Charles went out to Wheaton for the third morning in a row. He took the Metrobus early Friday and didn’t say where he was going. No one asked. He came home to make lunch for Veda, and then went out again, to Barkley’s, which was Dennis’s daily watering hole now that his wife, Sherisse, had gone. The two men would drink in broad daylight and stare at ESPN on the TV and say little. Once, Charles was tempted to talk to Dennis, to tell what he’d been doing in the mornings; what he’d seen, what he’d learned. But he took one look at his unshaven, red-eyed friend and knew that Dennis was in no shape to listen, really listen, to what Charles had to say. He would take it the wrong way. Then again, just what would be the right way.

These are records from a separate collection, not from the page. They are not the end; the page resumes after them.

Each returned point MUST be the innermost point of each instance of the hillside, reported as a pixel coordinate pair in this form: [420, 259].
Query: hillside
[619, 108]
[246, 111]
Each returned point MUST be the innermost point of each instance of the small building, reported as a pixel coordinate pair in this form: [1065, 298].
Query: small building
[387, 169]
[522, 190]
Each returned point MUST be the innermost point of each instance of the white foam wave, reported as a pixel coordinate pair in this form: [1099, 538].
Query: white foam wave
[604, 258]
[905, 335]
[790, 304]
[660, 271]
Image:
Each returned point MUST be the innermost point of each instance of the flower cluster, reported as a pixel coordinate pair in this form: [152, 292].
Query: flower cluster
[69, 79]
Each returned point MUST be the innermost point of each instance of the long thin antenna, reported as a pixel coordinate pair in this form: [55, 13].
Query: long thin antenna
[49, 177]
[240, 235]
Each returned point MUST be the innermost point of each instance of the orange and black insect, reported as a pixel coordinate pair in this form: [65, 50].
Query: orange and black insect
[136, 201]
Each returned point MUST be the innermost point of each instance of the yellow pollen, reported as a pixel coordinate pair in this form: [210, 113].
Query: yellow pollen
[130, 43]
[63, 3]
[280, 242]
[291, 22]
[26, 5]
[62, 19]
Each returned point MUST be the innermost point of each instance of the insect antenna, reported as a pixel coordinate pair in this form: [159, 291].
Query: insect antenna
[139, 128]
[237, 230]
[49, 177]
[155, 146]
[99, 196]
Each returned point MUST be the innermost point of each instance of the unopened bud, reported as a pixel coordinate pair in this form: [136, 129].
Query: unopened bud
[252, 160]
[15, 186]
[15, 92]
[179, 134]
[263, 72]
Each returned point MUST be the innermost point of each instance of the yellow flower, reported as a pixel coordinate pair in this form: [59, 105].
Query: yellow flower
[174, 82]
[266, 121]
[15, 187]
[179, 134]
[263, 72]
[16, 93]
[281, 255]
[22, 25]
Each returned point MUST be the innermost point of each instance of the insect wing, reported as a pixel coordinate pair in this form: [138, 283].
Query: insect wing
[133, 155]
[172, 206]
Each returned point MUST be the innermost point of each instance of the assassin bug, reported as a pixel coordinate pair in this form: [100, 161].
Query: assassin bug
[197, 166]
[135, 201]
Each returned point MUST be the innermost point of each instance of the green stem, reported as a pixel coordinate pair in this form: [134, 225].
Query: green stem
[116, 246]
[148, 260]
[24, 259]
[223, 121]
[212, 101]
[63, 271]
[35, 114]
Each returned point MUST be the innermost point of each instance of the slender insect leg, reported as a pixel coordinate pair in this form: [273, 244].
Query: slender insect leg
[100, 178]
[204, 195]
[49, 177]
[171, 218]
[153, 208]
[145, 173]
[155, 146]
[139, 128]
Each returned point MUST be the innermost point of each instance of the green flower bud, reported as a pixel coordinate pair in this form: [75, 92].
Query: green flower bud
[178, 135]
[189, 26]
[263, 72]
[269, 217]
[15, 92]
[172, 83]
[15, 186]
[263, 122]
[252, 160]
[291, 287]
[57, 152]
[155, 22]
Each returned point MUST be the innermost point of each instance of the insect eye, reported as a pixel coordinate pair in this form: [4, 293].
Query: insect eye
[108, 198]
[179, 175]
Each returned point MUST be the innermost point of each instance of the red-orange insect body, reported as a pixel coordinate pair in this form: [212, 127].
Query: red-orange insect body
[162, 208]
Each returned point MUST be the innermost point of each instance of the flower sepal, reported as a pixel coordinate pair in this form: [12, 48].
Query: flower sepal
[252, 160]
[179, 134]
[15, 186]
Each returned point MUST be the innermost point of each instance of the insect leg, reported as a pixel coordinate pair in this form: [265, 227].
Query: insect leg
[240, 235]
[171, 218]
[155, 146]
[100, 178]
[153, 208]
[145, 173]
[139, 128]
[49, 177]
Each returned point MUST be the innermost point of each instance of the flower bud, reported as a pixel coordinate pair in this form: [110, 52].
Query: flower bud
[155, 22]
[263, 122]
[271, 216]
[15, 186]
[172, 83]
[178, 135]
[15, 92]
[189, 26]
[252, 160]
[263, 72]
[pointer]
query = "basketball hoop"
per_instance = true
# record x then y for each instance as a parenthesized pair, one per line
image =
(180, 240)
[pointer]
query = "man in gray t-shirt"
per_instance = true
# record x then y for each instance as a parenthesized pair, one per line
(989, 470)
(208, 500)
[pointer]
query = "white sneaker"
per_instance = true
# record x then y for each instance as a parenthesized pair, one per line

Hannah was home alone in the mornings. Charles had counted on that. The first morning he went, he just stood on the street, watching the house, until he felt conspicuous. Then he walked across the road to the bus shelter and sat on the bench. After about an hour, and five buses, he saw movement in one of the downstairs windows. He couldn’t see very well, but he knew it was Hannah. When she disappeared from the window, he imagined her going upstairs to her room, or maybe downstairs to the basement. Maybe the TV was down there.
Benny had always nagged about finishing the basement of their house. He’d enlisted Alice as his ally. “They do need a playroom,” Alice said. “We can put the TV down there, and a foosball table.” The foosball was her sweetener: Dennis and Charles had grown up on foosball, they’d play at Dennis’s all the time. The other thing they used to do in Dennis’s basement was smoke cigarettes and, eventually, weed. Did they want to create these hiding places for the children so soon? Charles liked watching TV upstairs with Veda, and Benny was just getting interested in football.